Realty lobby group rolls out first online portal

Real estate lobby group NAREDCO has launched the country’s first e-commerce portal,, for ready-to-move in houses which its members will upload for home buyers. The organisation said the developers will be allowed to upload the details of projects that have got occupation certificates (OCs) for the next one month, and then it will be open for home buyers with a 45-day sale period. For the initial 15 days, buyers will be able to view offers and shortlist their homes and will be able to start making purchases from March 1 till March 31. While Union housing secretary Durga Shankar Mishra used the analogy of an ecommerce giant to say this could be like the “Amazon for real estate sector”, experts were of the view that people don’t buy houses online, though the portal will help them to get all the details and work as a facilitator.

National Real Estate Development Council (NAREDCO) claimed that builders will make the best offer to buyers and they can book directly through the portal with a payment of Rs 25,000. The booking amount will be fully refundable. It said at least 1,000 projects would be listed on this portal to give maximum option to the buyers. Launching the portal, Mishra said, “It is a huge step for prospective home buyers. While having a discussion with the stakeholders, I told them that credibility needs to be the most important factor in this portal. If a person is willing to buy a property then location, price should be exactly what is promised on the portal.”

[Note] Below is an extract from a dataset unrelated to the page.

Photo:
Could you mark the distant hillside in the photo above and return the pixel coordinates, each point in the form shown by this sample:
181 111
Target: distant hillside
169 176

Source: The Times of India, Wednesday 15 January 2020

MahaRERA forms self-regulatory bodies for stalled projects

In a first, the state housing regulator, MahaRERA, has co-opted two developer bodies — the NAREDCO and MCHI-CREDAI — and made them Self-Regulatory Organisations (SRO). This was done to improve awareness and compliance of rules and to facilitate the completion of stalled projects. MahaRERA chief Gautam Chatterjee, while addressing the Builders Association of India (BAI) on January 11, explained the functioning of the SROs, adding that RERA’s (Real Estate Regulatory Authority) power won’t be shared with the organisations. The concept of an SRO was introduced through an amendment in the MahaRERA Act in December 2019. BAI chairman Gyan Madhani welcomed the SRO, saying, “SROs can facilitate the completion of stalled projects as with MahaRERA’s assistance, our members can chip in and help finish projects. Over 100 projects currently remain stalled.”

Instrumental in improving compliance, SRO is an extended arm of the MahaRERA. “The SRO must conduct awareness programmes for its members and empower them with relevant information and technical support. Names of the contractors who help finish projects will be displayed on the MahaRERA website,” said Ramesh Prabhu, founder of MahaSeWA (Maharashtra Societies Welfare Association). Prabhu added that the SRO will be successful only if MahaRERA ensures that it does not become a builders’ lobby. He suggested that the regulator can facilitate forming an Association of Allottees for each project and of different stakeholders such as consumers, architects, engineers, financial institutions and chartered accountants to ensure transparency and accountability. Prabhu recently helped MahaRERA complete two stalled projects in Mira Road. The three promoters of a residential block, Tanvi, got into a dispute and the project went into litigation. Stalled since 2012, its construction was resumed after the building’s flat owners’ association approached the MahaRERA. “The project is in its last stage of completion,” Prabhu said.